An ArXiV scraper to retrieve records from given research areas in mathematics and detect some trends in hyper-specialization and growth rate increase of scientific production in those fields.

hyper-specialization, scraper, api, arXiv
pip install Arxivtrends==0.0.2



An arXiv scraper to retrieve records from given research areas in mathematics and detect some trends in hyper-specialization and rate increase of scientific production in those fields.


Use the package manager pip (or pip3 for python3):

$ pip install arxivtrends

Alternatively, download the source and use

$ python install

To update the module using pip:

$ pip install arxivtrends --upgrade


Let's import arxivtrends and create a scraper to fetch all preprints in Fourier analysis (for other fields see below):

import arxivtrends
scraper = arxivtrends.Scraper(macro_field='Partial differential equations of elliptic type')

The instantiation of the class Scraper with the parameter macro_field set to 'Partial differential equations of elliptic type' returns a dictionary-like object containing all the information (authors, title, submission date, etc.) about the arXiv preprints whose Mathematics Subject Classification (MSC) falls under the category Partial differential equations of elliptic type.

Once scraper is built, we can start the parsing process and extract the information we want for each preprint: submission date, list of authors and number of pages.

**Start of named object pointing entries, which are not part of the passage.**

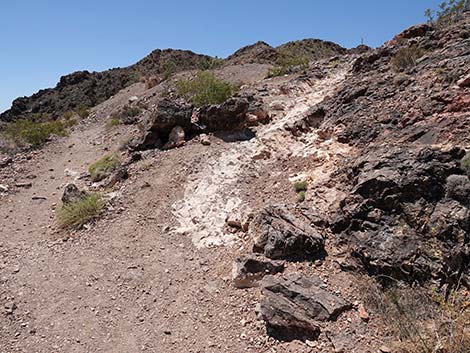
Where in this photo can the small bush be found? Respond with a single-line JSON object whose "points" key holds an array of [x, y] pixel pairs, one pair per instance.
{"points": [[34, 132], [449, 12], [112, 123], [205, 89], [102, 168], [82, 111], [300, 186], [406, 58], [421, 318], [75, 215]]}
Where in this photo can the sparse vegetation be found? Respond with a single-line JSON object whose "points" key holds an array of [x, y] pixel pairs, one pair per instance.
{"points": [[205, 89], [35, 130], [301, 196], [449, 12], [422, 319], [300, 186], [82, 111], [101, 168], [406, 58], [76, 214]]}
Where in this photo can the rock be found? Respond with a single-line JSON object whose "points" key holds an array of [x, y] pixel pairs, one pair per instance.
{"points": [[159, 123], [396, 195], [248, 270], [72, 194], [464, 82], [278, 234], [26, 185], [293, 306], [119, 174], [363, 314], [5, 161], [230, 115], [385, 349], [175, 139], [204, 140]]}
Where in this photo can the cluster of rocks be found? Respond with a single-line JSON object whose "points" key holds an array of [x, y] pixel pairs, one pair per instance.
{"points": [[174, 121], [292, 305]]}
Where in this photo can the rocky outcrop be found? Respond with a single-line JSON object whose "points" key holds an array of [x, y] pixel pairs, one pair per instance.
{"points": [[398, 217], [249, 269], [293, 306], [72, 194], [279, 234]]}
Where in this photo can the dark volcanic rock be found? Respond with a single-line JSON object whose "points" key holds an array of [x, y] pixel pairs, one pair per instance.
{"points": [[292, 306], [397, 217], [279, 234], [229, 115], [72, 194], [249, 269]]}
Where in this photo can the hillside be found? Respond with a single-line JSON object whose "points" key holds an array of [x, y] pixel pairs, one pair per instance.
{"points": [[319, 204]]}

output_df = scraper.scrape()

While scrape() is running, it prints its status:

Total number of papers scraped: 100
Total number of papers scraped: 200

Finally the extracted information is saved both into the pandas DataFrame output_df and into a .csv file. The latter option may be useful in case of overnight running and kernel shutdown after a certain time of inactivity, as the parsing process may last up to a few hours (see the script

Once the parsing is complete, we can call the data visualization methods (see the script and see what the data can tell us. For example, the below call to the method plot_N_authors_papers() shows the number of uploaded arXiv preprints with at least 3 authors, year by year:

plot_N_authors_papers(output_df, 3)


Research Areas

Currently available option for the parameter macro_field: Harmonic analysis on Euclidean spaces (MSC codes: 42A05 - 42C40), Abstract harmonic analysis (MSC codes: 43A05 - 43A90), Partial differential equations of elliptic type (MSC codes: 35J05 - 35J85), Partial differential equations of fluid mechanics (MSC codes: 76A02 - 76S05).